Bei Tocotronic können sie sich geborgen fühlen. Dort singt man gelangweilt Lieder, die nicht langweilig sind. Die Menschen atmen auf. Es gibt jemanden, der begriffen hat, was diesen Augenblick unserer Mentalitätsgeschichte kennzeichnet. Der Erfolg ist dem Trio, das sich selbst so gerne als unschuldig reflektierende Waldspielgruppe ausgibt, zu gönnen. Die jahrelange Sensibilität hat sich gelohnt. Wieviel Lenze diese Männer mit den Kindergesichtern unterdessen wohl zählen mögen? So jung, wie sie aussehen, klingen sie jedenfalls nicht mehr, aber ihre Altklugheit haben sie sich bewahrt. Es sind nun andere Typen, die mit ihnen renommieren können, nicht mehr jene, die ihren Mitmenschen, aus welchen privaten Gründen auch immer, zur Kenntnis geben wollen, daß sie dagegen sind, sondern die, die lächelnd, wissend und nichtssagend aus der Wäsche schauen, damit jeder sich denken könne, daß sie sich keinen Illusionen über das Leben hingeben. Tocotronic war bislang ein Außenposten der Mitmachgesellschaft. Nun ist die Band deren Apologet.

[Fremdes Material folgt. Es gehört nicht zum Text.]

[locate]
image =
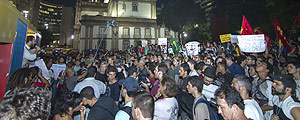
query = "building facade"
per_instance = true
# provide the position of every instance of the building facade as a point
(136, 21)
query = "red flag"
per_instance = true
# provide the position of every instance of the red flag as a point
(282, 38)
(246, 28)
(268, 40)
(298, 17)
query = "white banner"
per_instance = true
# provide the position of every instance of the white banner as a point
(252, 43)
(41, 64)
(192, 48)
(57, 69)
(162, 41)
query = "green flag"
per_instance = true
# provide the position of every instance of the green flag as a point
(175, 46)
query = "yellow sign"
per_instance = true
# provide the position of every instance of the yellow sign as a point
(225, 38)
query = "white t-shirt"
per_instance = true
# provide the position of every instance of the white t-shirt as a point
(253, 110)
(286, 105)
(166, 109)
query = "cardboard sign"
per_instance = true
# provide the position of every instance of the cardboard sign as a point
(192, 48)
(144, 43)
(57, 69)
(252, 43)
(162, 41)
(225, 38)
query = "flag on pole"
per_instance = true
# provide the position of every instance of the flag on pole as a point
(268, 40)
(246, 28)
(283, 45)
(298, 17)
(175, 46)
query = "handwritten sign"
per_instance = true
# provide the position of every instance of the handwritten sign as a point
(162, 41)
(192, 48)
(57, 69)
(225, 38)
(252, 43)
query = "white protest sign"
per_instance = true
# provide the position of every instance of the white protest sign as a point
(192, 48)
(162, 41)
(144, 43)
(41, 64)
(252, 43)
(57, 69)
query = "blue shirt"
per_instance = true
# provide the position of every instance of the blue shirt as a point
(122, 115)
(235, 69)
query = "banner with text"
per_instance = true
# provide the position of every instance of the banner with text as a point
(252, 43)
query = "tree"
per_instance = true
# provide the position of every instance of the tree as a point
(181, 15)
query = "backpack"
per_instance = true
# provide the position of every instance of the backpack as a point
(128, 110)
(213, 115)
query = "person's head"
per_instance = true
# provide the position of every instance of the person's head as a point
(111, 73)
(242, 83)
(130, 87)
(29, 103)
(160, 70)
(184, 70)
(195, 84)
(87, 95)
(191, 64)
(30, 41)
(230, 103)
(67, 103)
(168, 87)
(283, 84)
(142, 106)
(209, 75)
(294, 68)
(251, 60)
(92, 70)
(21, 78)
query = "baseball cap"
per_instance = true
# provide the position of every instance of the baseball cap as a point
(210, 72)
(287, 80)
(130, 84)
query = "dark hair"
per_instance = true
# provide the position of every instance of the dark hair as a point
(30, 103)
(66, 100)
(197, 82)
(17, 79)
(162, 68)
(230, 95)
(145, 102)
(29, 38)
(171, 86)
(91, 71)
(243, 80)
(87, 92)
(131, 70)
(185, 67)
(112, 69)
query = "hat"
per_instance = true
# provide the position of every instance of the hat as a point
(130, 84)
(210, 72)
(287, 80)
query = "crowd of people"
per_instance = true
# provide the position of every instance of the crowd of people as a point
(152, 83)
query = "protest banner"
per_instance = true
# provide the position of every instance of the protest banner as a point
(162, 41)
(252, 43)
(192, 48)
(41, 64)
(144, 43)
(57, 69)
(225, 38)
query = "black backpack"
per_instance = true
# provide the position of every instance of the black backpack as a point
(213, 115)
(128, 110)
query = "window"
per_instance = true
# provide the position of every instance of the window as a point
(148, 31)
(126, 31)
(135, 6)
(137, 31)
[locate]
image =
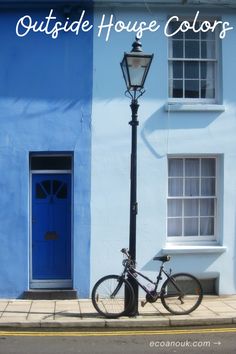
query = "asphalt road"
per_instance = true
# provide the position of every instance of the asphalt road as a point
(188, 340)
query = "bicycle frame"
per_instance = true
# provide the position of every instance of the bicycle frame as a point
(132, 272)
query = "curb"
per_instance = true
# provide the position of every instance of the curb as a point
(119, 323)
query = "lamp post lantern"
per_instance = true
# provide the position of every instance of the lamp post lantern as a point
(135, 66)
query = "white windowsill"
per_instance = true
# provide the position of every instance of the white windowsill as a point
(193, 107)
(179, 249)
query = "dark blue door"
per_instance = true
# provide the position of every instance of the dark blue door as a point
(51, 226)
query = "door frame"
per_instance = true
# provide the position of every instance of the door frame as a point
(49, 283)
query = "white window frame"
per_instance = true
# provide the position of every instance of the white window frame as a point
(198, 239)
(214, 100)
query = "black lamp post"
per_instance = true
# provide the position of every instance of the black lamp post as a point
(135, 66)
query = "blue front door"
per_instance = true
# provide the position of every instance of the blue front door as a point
(51, 226)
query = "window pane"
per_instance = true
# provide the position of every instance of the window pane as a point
(175, 167)
(51, 163)
(192, 49)
(206, 226)
(192, 70)
(208, 49)
(192, 35)
(175, 187)
(174, 227)
(207, 70)
(207, 207)
(209, 35)
(191, 207)
(191, 88)
(174, 207)
(178, 49)
(208, 187)
(191, 187)
(177, 69)
(207, 89)
(191, 227)
(192, 167)
(178, 88)
(208, 167)
(173, 28)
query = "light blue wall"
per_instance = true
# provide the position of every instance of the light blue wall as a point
(45, 105)
(159, 134)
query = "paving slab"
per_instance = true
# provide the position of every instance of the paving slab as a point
(214, 310)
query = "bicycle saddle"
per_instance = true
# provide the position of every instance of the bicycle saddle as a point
(162, 258)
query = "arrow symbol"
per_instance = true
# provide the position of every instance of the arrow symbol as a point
(218, 343)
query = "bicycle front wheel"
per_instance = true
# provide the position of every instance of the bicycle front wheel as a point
(181, 293)
(113, 296)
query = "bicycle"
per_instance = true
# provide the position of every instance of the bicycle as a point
(113, 295)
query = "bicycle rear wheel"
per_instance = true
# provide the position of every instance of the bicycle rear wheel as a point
(113, 296)
(181, 293)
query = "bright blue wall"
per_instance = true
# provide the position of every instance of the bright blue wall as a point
(45, 105)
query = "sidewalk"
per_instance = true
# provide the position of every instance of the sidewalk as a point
(214, 310)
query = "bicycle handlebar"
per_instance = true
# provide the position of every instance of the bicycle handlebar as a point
(125, 251)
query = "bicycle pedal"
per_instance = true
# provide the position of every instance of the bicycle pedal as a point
(143, 303)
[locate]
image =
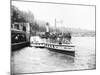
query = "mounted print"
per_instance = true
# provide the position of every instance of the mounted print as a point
(52, 37)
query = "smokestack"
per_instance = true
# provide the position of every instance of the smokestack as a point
(47, 27)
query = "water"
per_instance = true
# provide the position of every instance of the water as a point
(30, 59)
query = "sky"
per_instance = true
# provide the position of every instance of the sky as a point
(72, 16)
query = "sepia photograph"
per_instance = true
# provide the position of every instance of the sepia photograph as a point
(52, 37)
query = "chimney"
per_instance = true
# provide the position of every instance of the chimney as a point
(47, 27)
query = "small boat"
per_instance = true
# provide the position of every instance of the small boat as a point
(55, 42)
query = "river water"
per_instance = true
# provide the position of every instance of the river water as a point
(32, 60)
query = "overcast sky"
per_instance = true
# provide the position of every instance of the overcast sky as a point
(73, 16)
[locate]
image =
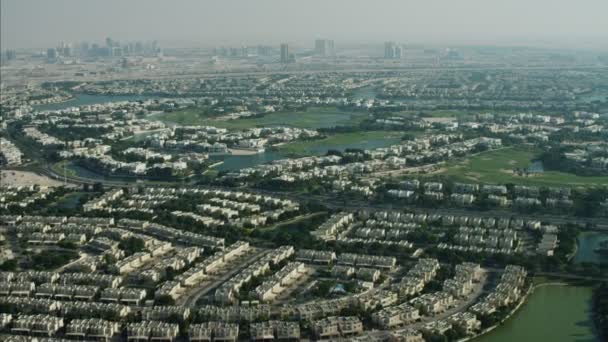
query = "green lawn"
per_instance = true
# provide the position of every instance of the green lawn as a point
(496, 167)
(314, 117)
(364, 139)
(59, 169)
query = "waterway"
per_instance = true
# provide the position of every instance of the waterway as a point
(231, 162)
(551, 313)
(85, 100)
(587, 243)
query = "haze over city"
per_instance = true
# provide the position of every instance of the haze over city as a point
(277, 170)
(30, 23)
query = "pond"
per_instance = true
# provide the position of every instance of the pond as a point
(536, 167)
(552, 313)
(588, 242)
(237, 162)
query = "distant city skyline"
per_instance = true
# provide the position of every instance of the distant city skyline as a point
(564, 23)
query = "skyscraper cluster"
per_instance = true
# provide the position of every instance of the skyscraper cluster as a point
(286, 57)
(393, 51)
(324, 48)
(111, 48)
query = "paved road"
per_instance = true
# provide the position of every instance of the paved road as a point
(193, 297)
(332, 202)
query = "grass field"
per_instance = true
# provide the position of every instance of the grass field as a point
(315, 117)
(496, 167)
(341, 141)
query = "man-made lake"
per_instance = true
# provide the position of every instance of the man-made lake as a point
(587, 243)
(84, 100)
(552, 313)
(235, 162)
(536, 167)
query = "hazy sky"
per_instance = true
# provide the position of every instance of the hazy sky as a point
(42, 23)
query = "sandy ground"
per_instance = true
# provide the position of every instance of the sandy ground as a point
(24, 178)
(440, 119)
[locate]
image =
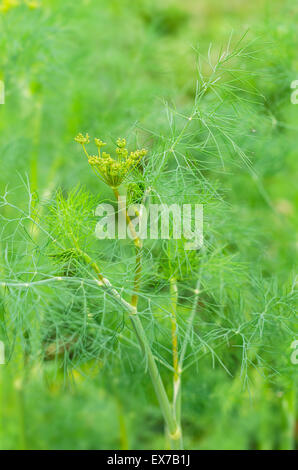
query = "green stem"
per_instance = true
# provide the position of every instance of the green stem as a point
(173, 428)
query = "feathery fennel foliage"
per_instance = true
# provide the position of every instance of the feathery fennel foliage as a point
(70, 298)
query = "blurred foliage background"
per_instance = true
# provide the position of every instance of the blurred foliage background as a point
(107, 67)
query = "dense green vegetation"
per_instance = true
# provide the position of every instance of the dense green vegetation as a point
(75, 377)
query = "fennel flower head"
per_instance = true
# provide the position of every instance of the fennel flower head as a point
(113, 171)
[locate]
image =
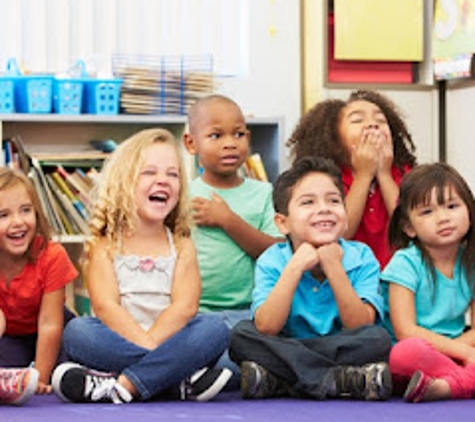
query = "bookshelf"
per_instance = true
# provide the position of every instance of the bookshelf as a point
(55, 133)
(71, 133)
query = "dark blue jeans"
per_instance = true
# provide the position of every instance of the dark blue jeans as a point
(308, 364)
(91, 343)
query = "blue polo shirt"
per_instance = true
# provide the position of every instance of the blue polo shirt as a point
(314, 311)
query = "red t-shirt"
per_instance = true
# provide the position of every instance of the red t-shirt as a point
(373, 228)
(21, 300)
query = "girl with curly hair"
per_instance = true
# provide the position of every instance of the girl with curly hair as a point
(144, 284)
(367, 137)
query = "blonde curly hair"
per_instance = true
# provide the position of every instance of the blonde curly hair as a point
(114, 213)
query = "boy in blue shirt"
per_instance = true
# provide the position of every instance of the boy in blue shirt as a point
(234, 216)
(315, 302)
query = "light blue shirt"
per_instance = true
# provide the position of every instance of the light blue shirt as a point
(314, 310)
(440, 304)
(227, 271)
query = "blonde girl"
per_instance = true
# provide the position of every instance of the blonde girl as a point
(143, 279)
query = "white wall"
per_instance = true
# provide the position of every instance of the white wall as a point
(272, 86)
(461, 131)
(269, 79)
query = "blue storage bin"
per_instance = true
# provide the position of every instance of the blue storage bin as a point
(34, 94)
(102, 96)
(7, 94)
(68, 95)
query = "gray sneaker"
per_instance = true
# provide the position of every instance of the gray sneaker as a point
(78, 384)
(258, 383)
(368, 382)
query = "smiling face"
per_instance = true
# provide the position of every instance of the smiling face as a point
(220, 138)
(316, 212)
(17, 221)
(158, 185)
(360, 116)
(439, 224)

Natürlich überwiegen aber unter den Content-Lieferanten für CDs unverändert jene, die sich nicht durch Ironie über ihr Produkt erheben wollen. Die finnische Band The 69 Eyes zum Beispiel findet nichts dabei, alle möglichen Klischees über Rockmusiker und ihr Leben auf die Probe zu stellen, immer in der Hoffnung, es möge ein Funken Realität in ihnen enthalten sein. Man ist überaus geschichtsbewußt. Gerne würde man mit Jim Morrison in einem Atemzug genannt werden. Dies ist jedoch unwahrscheinlich. Man hält schließlich auch nur den ersten Nonstop-Atlantikflug, aber nicht den x-millionsten für relevant. Dennoch ist "Paris Kills" (Road- runner) eine beachtliche CD. Was The Mission nie richtig gelang, nämlich so etwas wie Gothic-Pop zu kreieren, ist nun bei diesen fünf Finsterfinnen zu hören. Ihre Single "Gothic Girl" ließ noch befürchten, daß der Erfolg nur mit wachsender plakativer Banalität zu erkaufen wäre. Die Band ist diesen Weg aber nicht weiter gegangen.